I have a table encoded in latin1
and collate latin1_bin
.
In my table there is a column comments
of type 'TEXT', as you know this column inherits table's encoding and collation, but from now on I should change it to be utf8
and utf8_general_ci
because I'm starting to store special characters in comments
.
Would it cause any downside effect if I'd use a command like the following?
alter table notebooks modify comments text CHARACTER SET utf8 COLLATE utf8_general_ci;
Thank you for your answer.
Danger I think that ALTER
will destroy existing text.
Also, ... Your 'name' looks Chinese, so I would guess that you want to store Chinese characters? In that case, you should use utf8mb4
, not just utf8
. This is because some of the Chinese characters take 4 bytes (and are not in the Unicode BMP).

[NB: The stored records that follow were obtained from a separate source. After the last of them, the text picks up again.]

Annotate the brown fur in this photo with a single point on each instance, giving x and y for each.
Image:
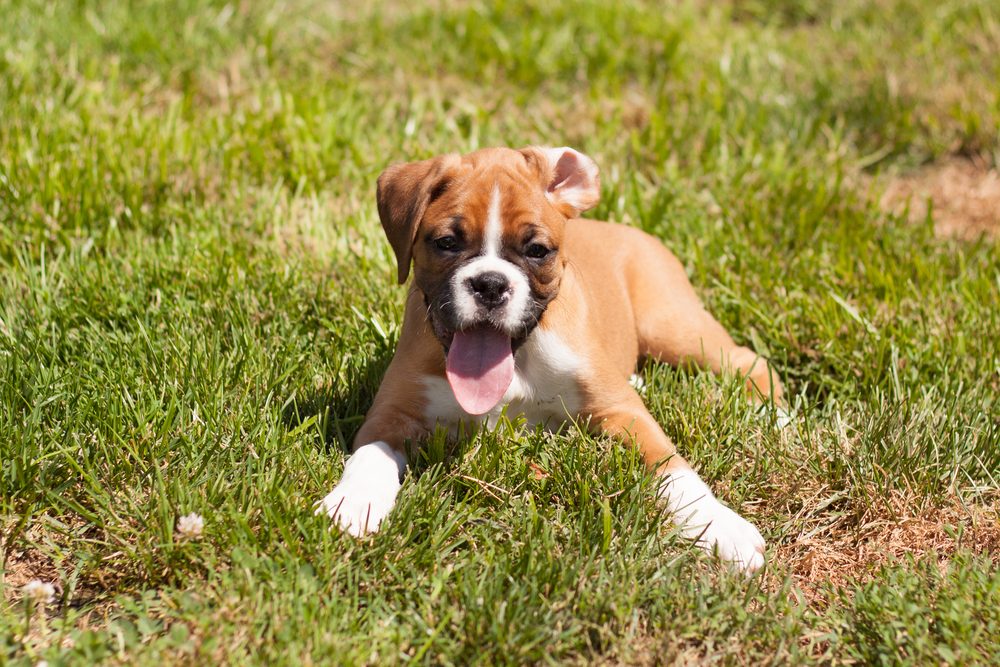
(617, 295)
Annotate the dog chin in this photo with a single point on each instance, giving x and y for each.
(445, 330)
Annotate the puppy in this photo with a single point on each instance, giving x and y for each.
(519, 305)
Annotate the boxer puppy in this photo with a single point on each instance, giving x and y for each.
(519, 305)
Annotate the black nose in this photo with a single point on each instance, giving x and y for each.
(490, 288)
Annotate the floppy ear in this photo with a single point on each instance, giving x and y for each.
(404, 191)
(569, 177)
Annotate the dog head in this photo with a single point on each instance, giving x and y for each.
(483, 232)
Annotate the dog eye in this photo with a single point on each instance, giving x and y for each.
(446, 243)
(536, 251)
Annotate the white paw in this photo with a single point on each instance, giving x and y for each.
(367, 491)
(716, 528)
(783, 417)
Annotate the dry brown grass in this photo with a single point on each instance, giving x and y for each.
(845, 549)
(963, 197)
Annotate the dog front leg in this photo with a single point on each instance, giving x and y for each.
(372, 475)
(697, 512)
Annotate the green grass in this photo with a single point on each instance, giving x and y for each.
(197, 304)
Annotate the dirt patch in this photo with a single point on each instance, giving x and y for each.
(842, 555)
(963, 196)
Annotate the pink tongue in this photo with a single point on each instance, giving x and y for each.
(480, 367)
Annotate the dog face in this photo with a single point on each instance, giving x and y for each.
(484, 232)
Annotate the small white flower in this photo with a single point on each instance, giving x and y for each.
(190, 526)
(39, 591)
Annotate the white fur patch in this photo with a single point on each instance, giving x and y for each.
(716, 528)
(367, 491)
(488, 261)
(493, 238)
(545, 388)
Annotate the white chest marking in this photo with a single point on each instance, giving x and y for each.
(545, 388)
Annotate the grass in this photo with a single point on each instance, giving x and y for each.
(197, 304)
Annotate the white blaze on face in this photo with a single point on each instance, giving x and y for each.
(489, 260)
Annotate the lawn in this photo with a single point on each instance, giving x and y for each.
(197, 304)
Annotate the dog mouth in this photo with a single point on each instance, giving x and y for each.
(479, 367)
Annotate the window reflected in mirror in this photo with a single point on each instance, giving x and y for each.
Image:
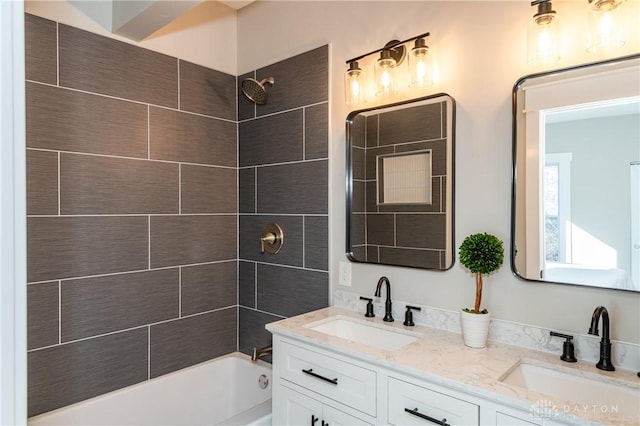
(576, 181)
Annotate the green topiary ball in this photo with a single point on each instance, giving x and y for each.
(482, 253)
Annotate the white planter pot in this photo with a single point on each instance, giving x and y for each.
(475, 329)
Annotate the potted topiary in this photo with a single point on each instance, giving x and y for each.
(480, 254)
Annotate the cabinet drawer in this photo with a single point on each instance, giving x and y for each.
(340, 381)
(427, 407)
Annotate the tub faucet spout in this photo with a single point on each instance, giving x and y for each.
(387, 305)
(605, 344)
(261, 352)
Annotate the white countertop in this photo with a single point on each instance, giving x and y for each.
(441, 358)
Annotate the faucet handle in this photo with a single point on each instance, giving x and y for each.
(408, 316)
(567, 347)
(369, 313)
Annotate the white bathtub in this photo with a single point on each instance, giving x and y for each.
(223, 391)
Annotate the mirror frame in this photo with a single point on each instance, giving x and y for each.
(349, 179)
(514, 169)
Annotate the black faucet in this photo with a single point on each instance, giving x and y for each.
(605, 343)
(387, 305)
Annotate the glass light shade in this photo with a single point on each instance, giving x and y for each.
(385, 74)
(420, 65)
(543, 38)
(606, 26)
(353, 84)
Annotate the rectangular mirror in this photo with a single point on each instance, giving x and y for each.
(576, 175)
(400, 183)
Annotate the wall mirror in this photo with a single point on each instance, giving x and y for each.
(576, 176)
(400, 183)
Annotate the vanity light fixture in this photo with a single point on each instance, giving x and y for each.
(353, 82)
(543, 34)
(606, 27)
(390, 72)
(419, 64)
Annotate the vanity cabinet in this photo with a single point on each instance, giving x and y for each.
(410, 404)
(321, 387)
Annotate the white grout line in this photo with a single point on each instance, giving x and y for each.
(132, 101)
(122, 157)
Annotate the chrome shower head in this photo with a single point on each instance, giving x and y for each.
(255, 91)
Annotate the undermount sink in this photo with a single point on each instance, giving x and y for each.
(365, 332)
(600, 392)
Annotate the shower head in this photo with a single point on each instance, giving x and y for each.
(255, 90)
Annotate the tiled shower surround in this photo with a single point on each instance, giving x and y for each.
(132, 200)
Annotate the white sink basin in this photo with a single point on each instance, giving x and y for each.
(599, 392)
(365, 332)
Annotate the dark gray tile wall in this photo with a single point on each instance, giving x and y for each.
(283, 150)
(132, 217)
(411, 233)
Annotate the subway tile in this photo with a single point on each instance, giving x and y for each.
(371, 159)
(357, 229)
(316, 236)
(41, 50)
(252, 331)
(208, 287)
(207, 91)
(109, 126)
(293, 188)
(246, 108)
(435, 206)
(381, 229)
(316, 132)
(247, 201)
(273, 139)
(67, 247)
(247, 284)
(42, 314)
(105, 185)
(62, 375)
(251, 230)
(421, 230)
(300, 80)
(357, 161)
(291, 291)
(179, 136)
(42, 182)
(438, 153)
(187, 341)
(103, 65)
(411, 124)
(357, 131)
(182, 240)
(358, 196)
(207, 189)
(98, 305)
(429, 259)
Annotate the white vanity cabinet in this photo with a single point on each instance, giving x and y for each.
(321, 387)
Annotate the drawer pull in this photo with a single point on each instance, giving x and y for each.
(316, 375)
(442, 422)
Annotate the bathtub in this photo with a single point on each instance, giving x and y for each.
(223, 391)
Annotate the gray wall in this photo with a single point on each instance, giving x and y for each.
(283, 161)
(132, 214)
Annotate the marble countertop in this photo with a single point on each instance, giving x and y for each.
(441, 357)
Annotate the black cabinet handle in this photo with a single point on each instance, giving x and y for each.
(442, 422)
(316, 375)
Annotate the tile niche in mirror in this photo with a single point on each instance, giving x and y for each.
(400, 183)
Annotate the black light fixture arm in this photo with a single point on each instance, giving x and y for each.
(388, 46)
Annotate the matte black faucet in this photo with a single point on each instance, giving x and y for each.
(605, 343)
(387, 305)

I believe you need 2 steps:
ALTER TABLE notebooks MODIFY comments BLOB;
ALTER TABLE notebooks MODIFY comments TEXT
CHARACTER SET utf8mb4 COLLATE utf8mb4_general_520_ci;
Otherwise the latin1 characters will be "converted" to ut8. But if you really have Chinese in the column, you do not have latin1. The 2-step alter, above, does (1) turn off any knowledge of character set, and (2) establish that the bytes are really utf8mb4-encoded.
To be safer, first do
RENAME TABLE notebooks TO old;
CREATE TABLE notebooks LIKE old;
INSERT INTO notebooks SELECT * FROM old;
Then do the two ALTERs and test the result. If there is trouble, you can RENAME
to get back the old copy.
Specifying any collating sequence that does not involve direct integral comparison of a NATIVE character set will slow down your query. Whether it will slow it down noticeably is another issue. Looking up the ranking of this, and the ranking of that, in a table and comparing the two results is much, MUCH faster than retrieving on-disk information from a database, wouldn't you imagine?